[Cubicweb] Multisource in CW

Nicolas Chauvat nicolas.chauvat at logilab.fr
Thu May 24 19:13:14 CEST 2012

On Thu, May 24, 2012 at 06:19:19PM +0200, Sylvain Thénault wrote:
> > 
> > The key point is that in order to use CW's "base ui framework" that
> > generates a large part of the UI, we need a datamodel/schema. Quick
> > joints and on-the-fly queries without previous knowledge of the schema
> > means that you have to code a lot by hand in the view that fetches
> > this external data.
> That's a basement question : should we consider that having to define
> a schema for the external source is a pb or not?
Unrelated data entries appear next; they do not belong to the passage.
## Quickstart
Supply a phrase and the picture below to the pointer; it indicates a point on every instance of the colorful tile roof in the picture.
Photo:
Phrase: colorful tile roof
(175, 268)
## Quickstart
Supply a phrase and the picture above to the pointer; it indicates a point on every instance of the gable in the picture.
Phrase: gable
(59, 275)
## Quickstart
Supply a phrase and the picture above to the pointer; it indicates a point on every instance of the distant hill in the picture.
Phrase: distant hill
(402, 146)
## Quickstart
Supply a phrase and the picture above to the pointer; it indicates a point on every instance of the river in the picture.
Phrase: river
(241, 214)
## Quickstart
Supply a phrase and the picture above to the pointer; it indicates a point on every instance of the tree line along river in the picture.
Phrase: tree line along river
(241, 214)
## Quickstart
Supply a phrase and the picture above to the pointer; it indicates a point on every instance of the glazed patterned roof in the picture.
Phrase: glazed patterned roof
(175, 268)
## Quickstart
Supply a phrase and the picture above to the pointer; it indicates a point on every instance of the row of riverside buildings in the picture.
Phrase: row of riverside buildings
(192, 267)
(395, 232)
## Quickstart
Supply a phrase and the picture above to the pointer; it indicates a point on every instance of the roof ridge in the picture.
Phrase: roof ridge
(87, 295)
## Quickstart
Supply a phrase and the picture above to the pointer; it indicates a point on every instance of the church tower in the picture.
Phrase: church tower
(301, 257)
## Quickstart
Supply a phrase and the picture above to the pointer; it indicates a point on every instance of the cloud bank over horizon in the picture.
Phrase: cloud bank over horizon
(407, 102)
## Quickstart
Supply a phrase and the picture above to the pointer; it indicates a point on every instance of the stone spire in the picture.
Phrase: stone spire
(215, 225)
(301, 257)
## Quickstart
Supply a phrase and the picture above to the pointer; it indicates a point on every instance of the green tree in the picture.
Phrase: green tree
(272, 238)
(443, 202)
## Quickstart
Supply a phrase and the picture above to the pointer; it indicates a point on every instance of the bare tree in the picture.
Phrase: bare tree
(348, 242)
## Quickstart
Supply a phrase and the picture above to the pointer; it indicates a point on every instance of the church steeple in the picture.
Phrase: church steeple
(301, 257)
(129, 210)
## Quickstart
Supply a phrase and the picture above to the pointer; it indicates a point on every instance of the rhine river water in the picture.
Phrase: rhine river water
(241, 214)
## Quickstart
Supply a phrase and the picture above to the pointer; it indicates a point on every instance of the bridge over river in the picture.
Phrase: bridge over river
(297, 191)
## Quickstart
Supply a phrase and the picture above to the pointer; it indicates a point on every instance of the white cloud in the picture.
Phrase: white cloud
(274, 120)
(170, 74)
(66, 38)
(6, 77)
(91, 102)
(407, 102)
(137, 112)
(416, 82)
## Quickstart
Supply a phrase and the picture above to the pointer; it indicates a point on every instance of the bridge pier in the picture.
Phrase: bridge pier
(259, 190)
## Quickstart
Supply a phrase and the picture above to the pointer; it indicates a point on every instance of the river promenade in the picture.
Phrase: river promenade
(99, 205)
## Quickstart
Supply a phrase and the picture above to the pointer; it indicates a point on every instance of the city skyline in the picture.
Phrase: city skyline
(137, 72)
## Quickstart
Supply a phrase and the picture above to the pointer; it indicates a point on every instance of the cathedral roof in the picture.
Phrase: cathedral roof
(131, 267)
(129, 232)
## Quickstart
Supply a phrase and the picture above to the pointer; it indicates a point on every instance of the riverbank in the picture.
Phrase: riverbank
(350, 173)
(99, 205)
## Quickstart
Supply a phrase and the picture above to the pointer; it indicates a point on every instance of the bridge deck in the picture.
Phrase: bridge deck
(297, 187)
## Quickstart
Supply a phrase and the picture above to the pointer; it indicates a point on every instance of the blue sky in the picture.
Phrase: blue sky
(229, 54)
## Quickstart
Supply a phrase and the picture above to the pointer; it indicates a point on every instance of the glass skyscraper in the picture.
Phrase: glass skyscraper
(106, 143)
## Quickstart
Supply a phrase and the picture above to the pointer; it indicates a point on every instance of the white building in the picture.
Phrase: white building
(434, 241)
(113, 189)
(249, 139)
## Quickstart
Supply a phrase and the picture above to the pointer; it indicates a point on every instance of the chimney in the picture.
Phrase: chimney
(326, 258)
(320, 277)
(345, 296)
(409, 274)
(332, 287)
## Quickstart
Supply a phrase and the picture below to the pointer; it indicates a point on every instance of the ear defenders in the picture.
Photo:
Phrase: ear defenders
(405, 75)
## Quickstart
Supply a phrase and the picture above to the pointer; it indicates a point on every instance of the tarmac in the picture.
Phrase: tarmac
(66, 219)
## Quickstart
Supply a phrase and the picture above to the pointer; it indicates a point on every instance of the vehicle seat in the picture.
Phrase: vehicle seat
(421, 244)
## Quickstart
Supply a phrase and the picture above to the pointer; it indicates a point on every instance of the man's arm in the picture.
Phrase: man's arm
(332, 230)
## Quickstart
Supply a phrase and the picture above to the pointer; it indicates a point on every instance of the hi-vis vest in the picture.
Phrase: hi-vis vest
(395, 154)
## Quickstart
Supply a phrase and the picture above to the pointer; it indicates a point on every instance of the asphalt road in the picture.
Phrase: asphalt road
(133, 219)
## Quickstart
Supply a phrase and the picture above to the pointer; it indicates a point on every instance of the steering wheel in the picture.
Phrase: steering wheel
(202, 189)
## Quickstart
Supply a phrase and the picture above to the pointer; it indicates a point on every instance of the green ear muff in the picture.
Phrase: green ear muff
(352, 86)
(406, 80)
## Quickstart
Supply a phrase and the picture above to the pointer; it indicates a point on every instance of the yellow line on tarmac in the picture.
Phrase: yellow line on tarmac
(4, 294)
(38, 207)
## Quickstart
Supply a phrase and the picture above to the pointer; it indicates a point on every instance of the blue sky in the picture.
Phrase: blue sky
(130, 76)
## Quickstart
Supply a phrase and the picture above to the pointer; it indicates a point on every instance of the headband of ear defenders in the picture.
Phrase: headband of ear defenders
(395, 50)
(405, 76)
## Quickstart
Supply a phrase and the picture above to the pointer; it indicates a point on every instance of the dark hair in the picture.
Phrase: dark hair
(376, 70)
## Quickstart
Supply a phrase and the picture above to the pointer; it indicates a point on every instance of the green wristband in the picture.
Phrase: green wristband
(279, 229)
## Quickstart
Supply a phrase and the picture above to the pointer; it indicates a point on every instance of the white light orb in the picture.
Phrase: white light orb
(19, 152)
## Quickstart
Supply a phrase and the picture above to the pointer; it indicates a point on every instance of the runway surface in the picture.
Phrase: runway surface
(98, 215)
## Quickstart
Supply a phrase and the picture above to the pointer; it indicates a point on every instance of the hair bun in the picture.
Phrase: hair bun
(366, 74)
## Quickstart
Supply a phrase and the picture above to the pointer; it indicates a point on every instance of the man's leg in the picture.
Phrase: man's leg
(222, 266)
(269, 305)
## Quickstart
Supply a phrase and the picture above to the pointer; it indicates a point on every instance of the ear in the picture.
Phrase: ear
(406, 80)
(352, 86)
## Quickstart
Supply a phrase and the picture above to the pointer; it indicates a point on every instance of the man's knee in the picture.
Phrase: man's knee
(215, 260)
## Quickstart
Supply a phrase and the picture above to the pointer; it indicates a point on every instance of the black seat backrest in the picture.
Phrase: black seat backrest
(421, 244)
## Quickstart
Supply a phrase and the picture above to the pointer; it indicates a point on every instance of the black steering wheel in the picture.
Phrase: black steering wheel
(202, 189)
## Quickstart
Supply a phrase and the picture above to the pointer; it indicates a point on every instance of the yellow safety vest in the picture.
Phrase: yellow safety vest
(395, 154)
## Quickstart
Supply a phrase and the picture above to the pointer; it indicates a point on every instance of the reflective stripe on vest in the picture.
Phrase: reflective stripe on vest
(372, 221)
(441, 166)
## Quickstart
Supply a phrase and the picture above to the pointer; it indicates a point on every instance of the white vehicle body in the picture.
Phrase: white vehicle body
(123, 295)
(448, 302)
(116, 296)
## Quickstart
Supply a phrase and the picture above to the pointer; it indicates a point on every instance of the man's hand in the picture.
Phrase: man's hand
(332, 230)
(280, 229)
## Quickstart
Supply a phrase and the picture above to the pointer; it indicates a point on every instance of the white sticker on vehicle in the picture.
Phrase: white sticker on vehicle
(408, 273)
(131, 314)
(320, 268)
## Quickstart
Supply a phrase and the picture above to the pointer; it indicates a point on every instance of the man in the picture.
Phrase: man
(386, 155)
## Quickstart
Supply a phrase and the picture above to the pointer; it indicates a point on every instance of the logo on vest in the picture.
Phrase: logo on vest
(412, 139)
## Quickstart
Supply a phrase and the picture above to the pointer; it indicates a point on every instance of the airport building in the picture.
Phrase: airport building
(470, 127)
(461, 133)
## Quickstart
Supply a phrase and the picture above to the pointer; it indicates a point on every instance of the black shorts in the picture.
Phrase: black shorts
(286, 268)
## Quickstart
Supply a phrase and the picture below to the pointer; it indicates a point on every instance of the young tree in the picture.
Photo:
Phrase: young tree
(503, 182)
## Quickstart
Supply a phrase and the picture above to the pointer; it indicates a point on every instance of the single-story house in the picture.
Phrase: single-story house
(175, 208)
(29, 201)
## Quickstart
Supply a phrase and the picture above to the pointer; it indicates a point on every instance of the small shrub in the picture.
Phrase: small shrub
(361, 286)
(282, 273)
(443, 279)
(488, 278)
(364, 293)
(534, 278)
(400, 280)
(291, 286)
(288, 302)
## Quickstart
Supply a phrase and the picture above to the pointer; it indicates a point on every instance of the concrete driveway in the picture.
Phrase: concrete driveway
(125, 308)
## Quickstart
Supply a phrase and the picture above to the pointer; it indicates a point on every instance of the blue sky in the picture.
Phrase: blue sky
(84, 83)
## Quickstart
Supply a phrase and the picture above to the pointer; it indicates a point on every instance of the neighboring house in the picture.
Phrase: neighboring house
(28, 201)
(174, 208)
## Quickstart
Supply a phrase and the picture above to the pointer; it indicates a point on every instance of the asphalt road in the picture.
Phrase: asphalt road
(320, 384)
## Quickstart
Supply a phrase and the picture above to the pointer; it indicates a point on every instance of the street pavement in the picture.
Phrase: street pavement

CW without schema
> information doesn't sounds like CW anymore, so I hope the answer is no :)

Maybe we need to get back to the basics.

The semantic web is about:

1/ using URLs to JOIN records over distributed (web)sites

2/ having some kind of laxity/extensibility regarding the data
model/schema (think of browsers that ignore the HTML tags they do not
know about, but still show the rest of the page and try to apply that
to databases)

[...add your own...]

An early design decision for CW was that in order to usefully display
information, you need a developer that knows about it and writes the
code or you need a description of the data model and use a generic way
to display that information based on its generic description.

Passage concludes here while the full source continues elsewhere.